Care to explain why it's a bad idea to store binary data in a string obj? I'm not saying I disagree, but it's usually a good idea to substantiate your claims.
Jonathan almost 12 years

The API documentation for the String class itself says "The String class represents character strings." Further down, it also says "A String represents a string in the UTF-16 format...". Basically, it is a smart object for storing character data, where you want a dumb object for storing binary data.
Cory Kendall over 9 years

Thanks for the informative answer. I'm currently blocked by a third-party's poor choice of Types; I need to pass a String through their system which I will get back later in the same JVM, and I need to use bytes. The encrypted size is very compact and I'm hoping to avoid Base64 encoding. I wish there was a Charset which said "every-bit pattern is valid".
Mr.
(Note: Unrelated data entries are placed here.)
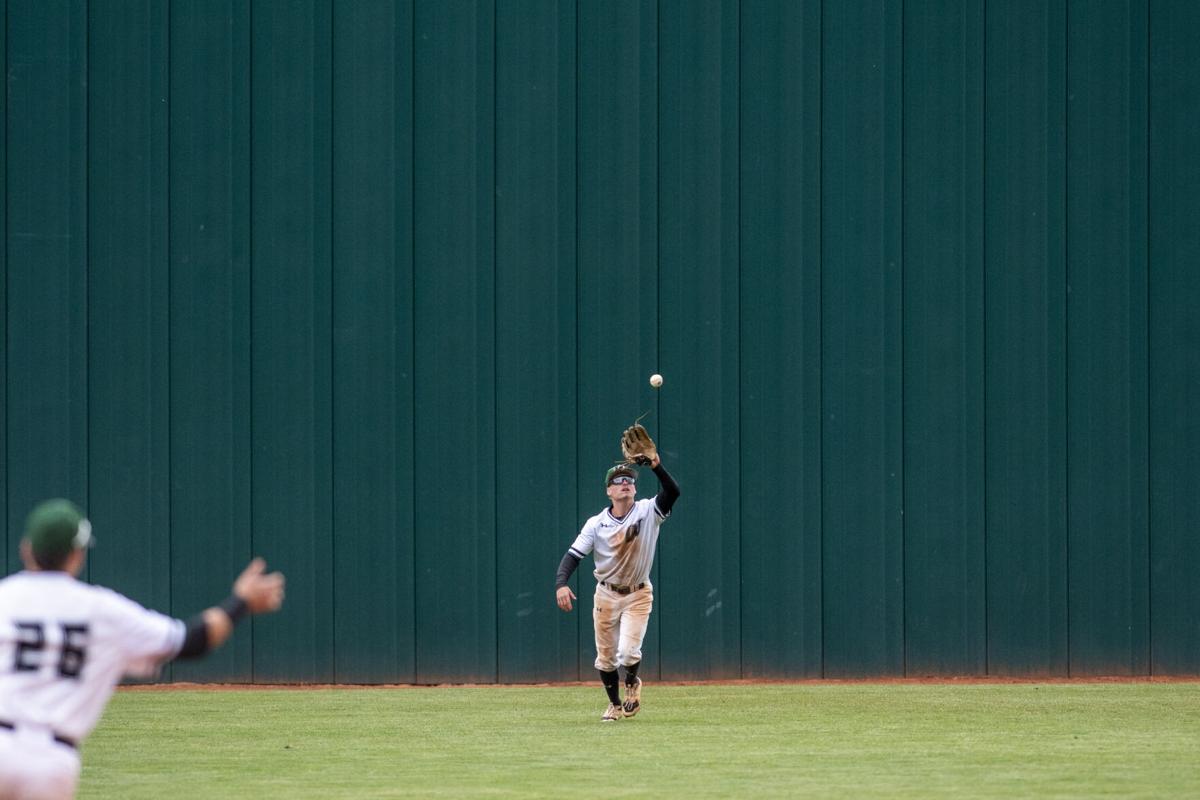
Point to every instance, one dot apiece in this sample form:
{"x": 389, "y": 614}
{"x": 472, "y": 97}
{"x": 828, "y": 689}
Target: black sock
{"x": 612, "y": 685}
{"x": 631, "y": 673}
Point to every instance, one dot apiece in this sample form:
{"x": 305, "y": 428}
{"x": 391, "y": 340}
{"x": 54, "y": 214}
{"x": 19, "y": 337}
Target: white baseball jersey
{"x": 624, "y": 548}
{"x": 65, "y": 644}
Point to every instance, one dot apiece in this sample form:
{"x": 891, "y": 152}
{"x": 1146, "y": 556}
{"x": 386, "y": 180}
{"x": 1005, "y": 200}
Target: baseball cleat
{"x": 633, "y": 698}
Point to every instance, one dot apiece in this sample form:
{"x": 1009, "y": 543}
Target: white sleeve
{"x": 585, "y": 541}
{"x": 143, "y": 637}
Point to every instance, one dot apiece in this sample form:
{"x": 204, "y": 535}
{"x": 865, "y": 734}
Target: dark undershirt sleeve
{"x": 196, "y": 638}
{"x": 669, "y": 492}
{"x": 565, "y": 569}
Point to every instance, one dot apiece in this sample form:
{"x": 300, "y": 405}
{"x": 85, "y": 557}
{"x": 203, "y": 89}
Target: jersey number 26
{"x": 31, "y": 642}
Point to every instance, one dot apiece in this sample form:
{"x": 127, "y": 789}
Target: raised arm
{"x": 669, "y": 491}
{"x": 255, "y": 591}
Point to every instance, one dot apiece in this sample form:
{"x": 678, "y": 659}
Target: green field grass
{"x": 853, "y": 740}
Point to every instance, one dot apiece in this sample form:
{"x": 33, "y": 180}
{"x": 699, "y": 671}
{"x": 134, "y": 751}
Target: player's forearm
{"x": 210, "y": 629}
{"x": 565, "y": 569}
{"x": 669, "y": 491}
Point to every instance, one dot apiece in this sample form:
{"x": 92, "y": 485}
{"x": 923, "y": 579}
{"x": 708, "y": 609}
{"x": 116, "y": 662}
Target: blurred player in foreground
{"x": 623, "y": 537}
{"x": 65, "y": 644}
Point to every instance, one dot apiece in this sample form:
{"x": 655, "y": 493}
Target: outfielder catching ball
{"x": 622, "y": 537}
{"x": 64, "y": 644}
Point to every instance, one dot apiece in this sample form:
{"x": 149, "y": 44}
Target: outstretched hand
{"x": 263, "y": 591}
{"x": 564, "y": 596}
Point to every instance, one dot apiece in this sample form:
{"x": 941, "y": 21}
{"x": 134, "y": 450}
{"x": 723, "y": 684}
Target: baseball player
{"x": 622, "y": 539}
{"x": 65, "y": 644}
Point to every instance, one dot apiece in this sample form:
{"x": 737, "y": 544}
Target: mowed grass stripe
{"x": 853, "y": 740}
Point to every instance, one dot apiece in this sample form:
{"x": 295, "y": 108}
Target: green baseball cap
{"x": 55, "y": 528}
{"x": 619, "y": 469}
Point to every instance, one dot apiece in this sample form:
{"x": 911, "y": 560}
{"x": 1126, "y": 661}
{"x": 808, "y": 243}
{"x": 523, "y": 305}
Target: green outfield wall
{"x": 371, "y": 289}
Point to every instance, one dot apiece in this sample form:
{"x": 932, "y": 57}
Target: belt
{"x": 63, "y": 740}
{"x": 622, "y": 590}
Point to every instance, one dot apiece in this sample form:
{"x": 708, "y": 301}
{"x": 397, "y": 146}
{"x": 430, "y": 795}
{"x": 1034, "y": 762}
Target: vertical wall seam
{"x": 1149, "y": 354}
{"x": 1066, "y": 310}
{"x": 412, "y": 320}
{"x": 171, "y": 529}
{"x": 496, "y": 332}
{"x": 737, "y": 286}
{"x": 904, "y": 475}
{"x": 983, "y": 305}
{"x": 250, "y": 294}
{"x": 577, "y": 618}
{"x": 658, "y": 216}
{"x": 333, "y": 355}
{"x": 5, "y": 310}
{"x": 821, "y": 475}
{"x": 87, "y": 248}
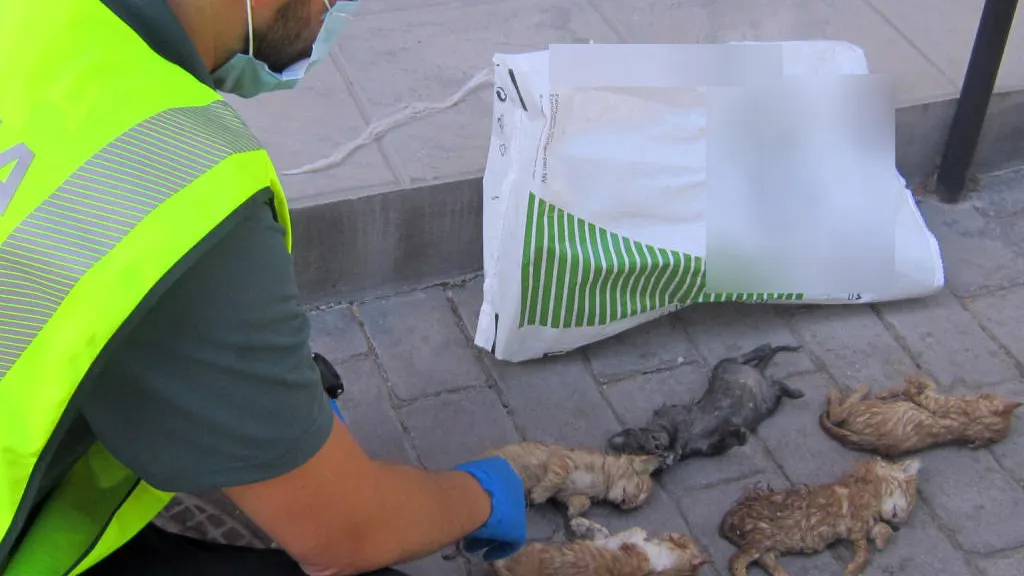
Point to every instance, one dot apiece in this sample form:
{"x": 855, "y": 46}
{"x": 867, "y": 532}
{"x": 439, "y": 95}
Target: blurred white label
{"x": 800, "y": 195}
{"x": 649, "y": 66}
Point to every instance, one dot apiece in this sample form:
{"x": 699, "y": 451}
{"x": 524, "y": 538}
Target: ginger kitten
{"x": 914, "y": 416}
{"x": 867, "y": 503}
{"x": 597, "y": 552}
{"x": 574, "y": 477}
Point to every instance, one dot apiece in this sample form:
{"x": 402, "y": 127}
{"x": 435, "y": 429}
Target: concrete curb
{"x": 403, "y": 239}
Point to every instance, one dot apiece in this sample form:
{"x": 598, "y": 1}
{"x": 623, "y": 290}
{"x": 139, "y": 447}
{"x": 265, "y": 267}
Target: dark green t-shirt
{"x": 212, "y": 384}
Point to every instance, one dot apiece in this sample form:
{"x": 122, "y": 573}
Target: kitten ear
{"x": 910, "y": 467}
{"x": 645, "y": 465}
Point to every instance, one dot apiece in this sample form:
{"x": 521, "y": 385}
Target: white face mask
{"x": 247, "y": 77}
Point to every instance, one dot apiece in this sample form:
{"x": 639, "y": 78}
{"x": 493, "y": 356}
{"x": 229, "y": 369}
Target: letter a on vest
{"x": 114, "y": 163}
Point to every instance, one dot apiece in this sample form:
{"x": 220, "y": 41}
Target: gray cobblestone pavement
{"x": 418, "y": 391}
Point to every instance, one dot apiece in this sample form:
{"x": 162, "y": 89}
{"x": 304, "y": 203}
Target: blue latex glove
{"x": 505, "y": 531}
{"x": 334, "y": 406}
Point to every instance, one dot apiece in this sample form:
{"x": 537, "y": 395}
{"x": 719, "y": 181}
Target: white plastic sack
{"x": 594, "y": 216}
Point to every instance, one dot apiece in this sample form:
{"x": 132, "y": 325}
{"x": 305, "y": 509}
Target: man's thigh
{"x": 157, "y": 552}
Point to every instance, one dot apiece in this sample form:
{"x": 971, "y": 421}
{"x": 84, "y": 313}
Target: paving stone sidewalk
{"x": 419, "y": 392}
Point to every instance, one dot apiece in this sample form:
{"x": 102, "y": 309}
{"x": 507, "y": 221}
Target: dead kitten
{"x": 574, "y": 477}
{"x": 599, "y": 553}
{"x": 868, "y": 503}
{"x": 738, "y": 398}
{"x": 913, "y": 417}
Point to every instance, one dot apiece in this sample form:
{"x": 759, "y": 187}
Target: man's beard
{"x": 281, "y": 44}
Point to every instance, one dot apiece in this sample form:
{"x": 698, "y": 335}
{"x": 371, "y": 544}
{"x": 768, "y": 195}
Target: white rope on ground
{"x": 385, "y": 125}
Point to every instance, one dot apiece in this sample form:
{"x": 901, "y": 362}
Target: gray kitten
{"x": 738, "y": 398}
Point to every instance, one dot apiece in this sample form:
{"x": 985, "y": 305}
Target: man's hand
{"x": 342, "y": 512}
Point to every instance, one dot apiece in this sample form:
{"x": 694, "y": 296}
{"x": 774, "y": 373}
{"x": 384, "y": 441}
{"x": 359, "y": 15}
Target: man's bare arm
{"x": 342, "y": 512}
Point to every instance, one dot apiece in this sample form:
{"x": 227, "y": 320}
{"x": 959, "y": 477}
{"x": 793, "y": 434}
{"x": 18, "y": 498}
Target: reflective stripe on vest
{"x": 114, "y": 164}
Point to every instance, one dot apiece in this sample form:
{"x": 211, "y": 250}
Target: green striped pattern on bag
{"x": 576, "y": 274}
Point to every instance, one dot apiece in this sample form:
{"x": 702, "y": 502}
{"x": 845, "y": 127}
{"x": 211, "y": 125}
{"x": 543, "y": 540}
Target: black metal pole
{"x": 979, "y": 81}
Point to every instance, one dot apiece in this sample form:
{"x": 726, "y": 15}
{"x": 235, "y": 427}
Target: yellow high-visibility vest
{"x": 114, "y": 163}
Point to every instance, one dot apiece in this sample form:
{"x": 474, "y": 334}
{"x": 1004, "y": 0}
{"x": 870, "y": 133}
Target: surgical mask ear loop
{"x": 249, "y": 14}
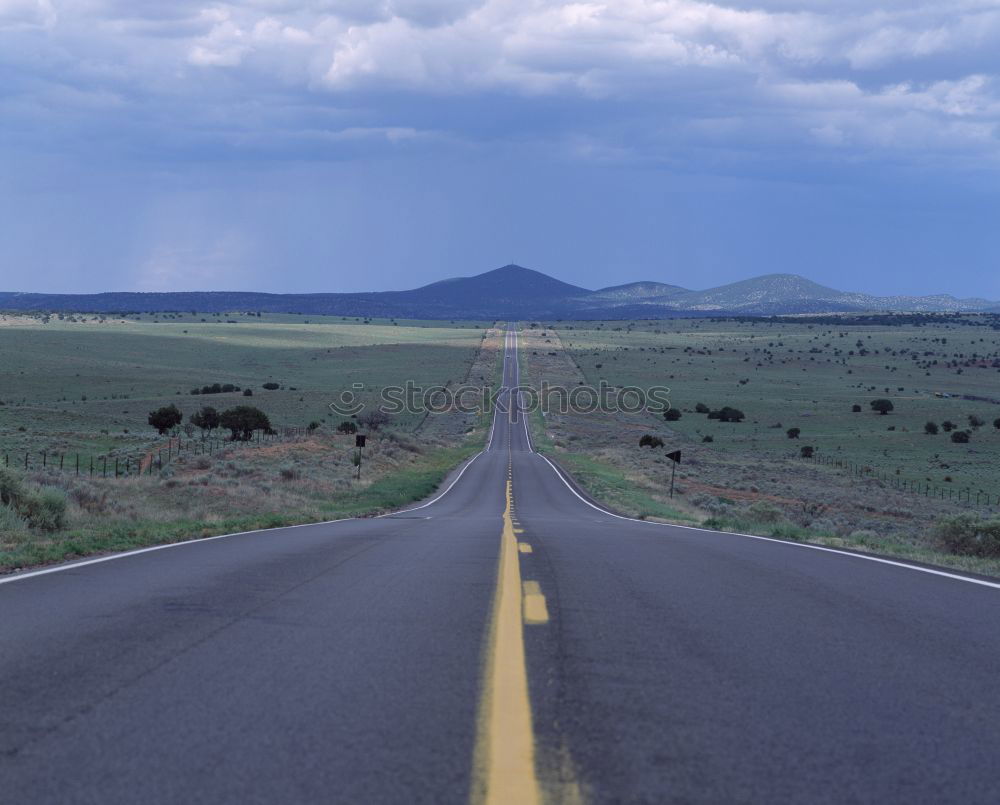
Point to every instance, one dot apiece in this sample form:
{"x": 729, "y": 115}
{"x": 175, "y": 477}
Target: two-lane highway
{"x": 506, "y": 640}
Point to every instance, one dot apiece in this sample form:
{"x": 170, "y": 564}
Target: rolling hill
{"x": 517, "y": 292}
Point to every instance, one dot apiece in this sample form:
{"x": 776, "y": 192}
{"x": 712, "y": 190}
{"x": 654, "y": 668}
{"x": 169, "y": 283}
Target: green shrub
{"x": 764, "y": 512}
{"x": 45, "y": 510}
{"x": 12, "y": 525}
{"x": 969, "y": 535}
{"x": 11, "y": 489}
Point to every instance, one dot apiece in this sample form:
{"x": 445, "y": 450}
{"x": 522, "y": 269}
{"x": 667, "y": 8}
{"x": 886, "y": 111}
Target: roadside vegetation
{"x": 121, "y": 387}
{"x": 754, "y": 405}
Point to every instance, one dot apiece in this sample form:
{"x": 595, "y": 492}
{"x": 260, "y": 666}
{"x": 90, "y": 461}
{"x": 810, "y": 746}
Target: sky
{"x": 351, "y": 145}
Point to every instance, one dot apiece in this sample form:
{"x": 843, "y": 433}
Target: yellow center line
{"x": 505, "y": 746}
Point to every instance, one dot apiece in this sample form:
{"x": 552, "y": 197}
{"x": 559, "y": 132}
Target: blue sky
{"x": 343, "y": 145}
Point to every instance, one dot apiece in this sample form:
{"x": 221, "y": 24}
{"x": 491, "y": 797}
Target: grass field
{"x": 750, "y": 476}
{"x": 87, "y": 384}
{"x": 808, "y": 376}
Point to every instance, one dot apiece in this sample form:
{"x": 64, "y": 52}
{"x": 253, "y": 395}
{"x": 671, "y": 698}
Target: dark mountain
{"x": 516, "y": 292}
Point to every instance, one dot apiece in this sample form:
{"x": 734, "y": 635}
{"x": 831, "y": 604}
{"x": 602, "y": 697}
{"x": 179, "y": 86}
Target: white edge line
{"x": 787, "y": 543}
{"x": 122, "y": 555}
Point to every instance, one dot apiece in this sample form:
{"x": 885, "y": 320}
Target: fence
{"x": 965, "y": 495}
{"x": 137, "y": 462}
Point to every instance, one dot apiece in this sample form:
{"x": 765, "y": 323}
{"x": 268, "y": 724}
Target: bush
{"x": 969, "y": 535}
{"x": 46, "y": 510}
{"x": 764, "y": 512}
{"x": 12, "y": 525}
{"x": 11, "y": 489}
{"x": 165, "y": 418}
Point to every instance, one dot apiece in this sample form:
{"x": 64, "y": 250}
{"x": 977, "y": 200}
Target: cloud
{"x": 640, "y": 79}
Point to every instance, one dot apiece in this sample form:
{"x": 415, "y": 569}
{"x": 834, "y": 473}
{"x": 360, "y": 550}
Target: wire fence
{"x": 138, "y": 461}
{"x": 966, "y": 495}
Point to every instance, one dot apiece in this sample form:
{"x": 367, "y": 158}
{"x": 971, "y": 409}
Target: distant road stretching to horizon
{"x": 506, "y": 641}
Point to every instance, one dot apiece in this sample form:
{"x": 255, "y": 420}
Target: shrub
{"x": 165, "y": 418}
{"x": 46, "y": 510}
{"x": 968, "y": 535}
{"x": 243, "y": 420}
{"x": 764, "y": 512}
{"x": 12, "y": 525}
{"x": 11, "y": 489}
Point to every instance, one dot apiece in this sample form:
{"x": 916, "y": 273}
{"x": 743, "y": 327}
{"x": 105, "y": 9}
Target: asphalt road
{"x": 506, "y": 641}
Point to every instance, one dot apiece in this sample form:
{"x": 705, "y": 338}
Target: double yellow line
{"x": 505, "y": 750}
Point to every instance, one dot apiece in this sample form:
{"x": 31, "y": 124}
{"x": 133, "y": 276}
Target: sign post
{"x": 675, "y": 457}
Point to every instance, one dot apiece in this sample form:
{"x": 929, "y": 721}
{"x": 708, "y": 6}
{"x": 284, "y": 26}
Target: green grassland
{"x": 808, "y": 375}
{"x": 89, "y": 386}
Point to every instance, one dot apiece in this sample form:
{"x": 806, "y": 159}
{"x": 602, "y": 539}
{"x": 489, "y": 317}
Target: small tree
{"x": 373, "y": 419}
{"x": 207, "y": 419}
{"x": 165, "y": 418}
{"x": 243, "y": 420}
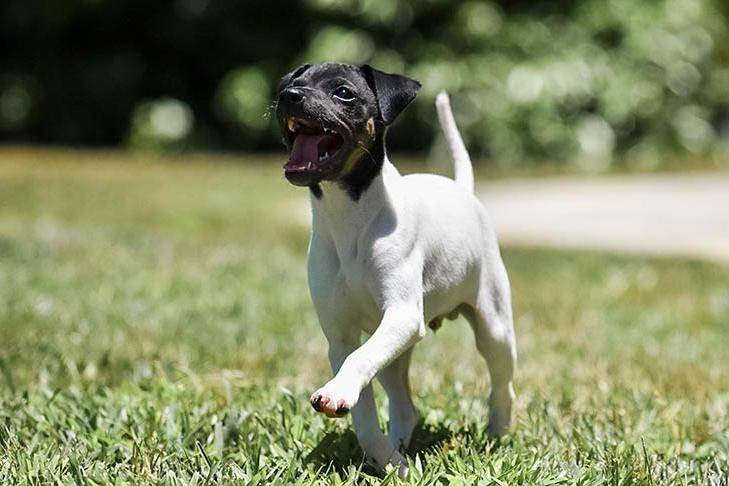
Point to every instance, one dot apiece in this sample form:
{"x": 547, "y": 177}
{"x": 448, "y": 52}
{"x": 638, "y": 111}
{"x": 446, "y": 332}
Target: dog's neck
{"x": 340, "y": 217}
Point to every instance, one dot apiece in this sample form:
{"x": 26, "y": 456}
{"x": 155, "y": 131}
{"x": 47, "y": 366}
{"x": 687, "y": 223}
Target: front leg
{"x": 372, "y": 440}
{"x": 401, "y": 327}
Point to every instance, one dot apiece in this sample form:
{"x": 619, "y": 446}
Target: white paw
{"x": 334, "y": 400}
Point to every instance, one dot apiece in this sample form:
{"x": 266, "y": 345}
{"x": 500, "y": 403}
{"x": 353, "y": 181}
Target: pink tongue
{"x": 305, "y": 150}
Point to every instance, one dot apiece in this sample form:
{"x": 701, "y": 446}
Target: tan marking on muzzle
{"x": 371, "y": 127}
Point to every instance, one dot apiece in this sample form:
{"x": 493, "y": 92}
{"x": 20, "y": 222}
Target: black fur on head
{"x": 333, "y": 118}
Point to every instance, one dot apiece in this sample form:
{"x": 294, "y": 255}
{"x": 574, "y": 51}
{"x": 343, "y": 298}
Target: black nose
{"x": 291, "y": 95}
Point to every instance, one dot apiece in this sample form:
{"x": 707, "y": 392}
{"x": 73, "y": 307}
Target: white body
{"x": 411, "y": 251}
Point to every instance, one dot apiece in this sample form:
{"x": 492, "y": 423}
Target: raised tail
{"x": 461, "y": 159}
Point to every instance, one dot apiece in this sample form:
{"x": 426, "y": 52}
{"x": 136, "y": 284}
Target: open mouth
{"x": 311, "y": 145}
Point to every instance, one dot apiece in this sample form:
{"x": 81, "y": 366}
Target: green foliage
{"x": 586, "y": 82}
{"x": 156, "y": 328}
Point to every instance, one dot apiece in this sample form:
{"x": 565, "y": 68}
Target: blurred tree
{"x": 583, "y": 81}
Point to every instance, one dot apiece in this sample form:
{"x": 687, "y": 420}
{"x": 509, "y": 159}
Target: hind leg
{"x": 403, "y": 415}
{"x": 493, "y": 328}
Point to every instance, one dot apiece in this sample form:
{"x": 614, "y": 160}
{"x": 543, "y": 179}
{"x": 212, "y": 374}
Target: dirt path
{"x": 668, "y": 214}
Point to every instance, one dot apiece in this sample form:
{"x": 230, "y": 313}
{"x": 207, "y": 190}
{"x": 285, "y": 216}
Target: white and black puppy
{"x": 389, "y": 254}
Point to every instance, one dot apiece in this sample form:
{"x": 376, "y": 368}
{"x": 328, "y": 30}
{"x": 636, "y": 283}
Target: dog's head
{"x": 330, "y": 115}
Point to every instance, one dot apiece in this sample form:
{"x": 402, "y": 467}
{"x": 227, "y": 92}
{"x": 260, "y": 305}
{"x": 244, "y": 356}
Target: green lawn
{"x": 155, "y": 326}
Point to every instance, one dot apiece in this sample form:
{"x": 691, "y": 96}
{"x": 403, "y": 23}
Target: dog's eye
{"x": 343, "y": 93}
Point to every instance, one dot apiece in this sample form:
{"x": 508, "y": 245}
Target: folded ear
{"x": 283, "y": 82}
{"x": 393, "y": 91}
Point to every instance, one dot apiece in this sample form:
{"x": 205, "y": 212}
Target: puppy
{"x": 389, "y": 254}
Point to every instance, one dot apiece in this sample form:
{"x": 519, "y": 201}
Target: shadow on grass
{"x": 338, "y": 451}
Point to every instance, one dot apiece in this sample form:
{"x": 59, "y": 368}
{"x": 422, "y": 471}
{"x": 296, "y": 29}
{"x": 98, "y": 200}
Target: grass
{"x": 155, "y": 326}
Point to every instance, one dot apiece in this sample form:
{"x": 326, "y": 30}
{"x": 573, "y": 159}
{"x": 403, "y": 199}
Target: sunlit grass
{"x": 155, "y": 325}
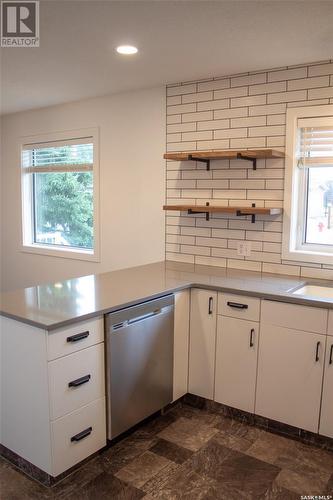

Shiny and New 安宇 over 9 years

@CoryKendall You're mixing concepts. Lots of character encodings have "every bit pattern is valid". But in Java Strings there is only UTF-16.
Cory Kendall over 9 years

Ahh I see, so wouldn't I be able to convert any bit-pattern to a ISO-8859-1 String and back into bytes without seeing changes? Which would answer this question in a couple lines?
Mr. Shiny and New 安宇 over 9 years

@CoryKendall The point is that there is no such thing as an ISO-8859-1 String in Java. You can have a byte array that contains such data, but not a char[] or String.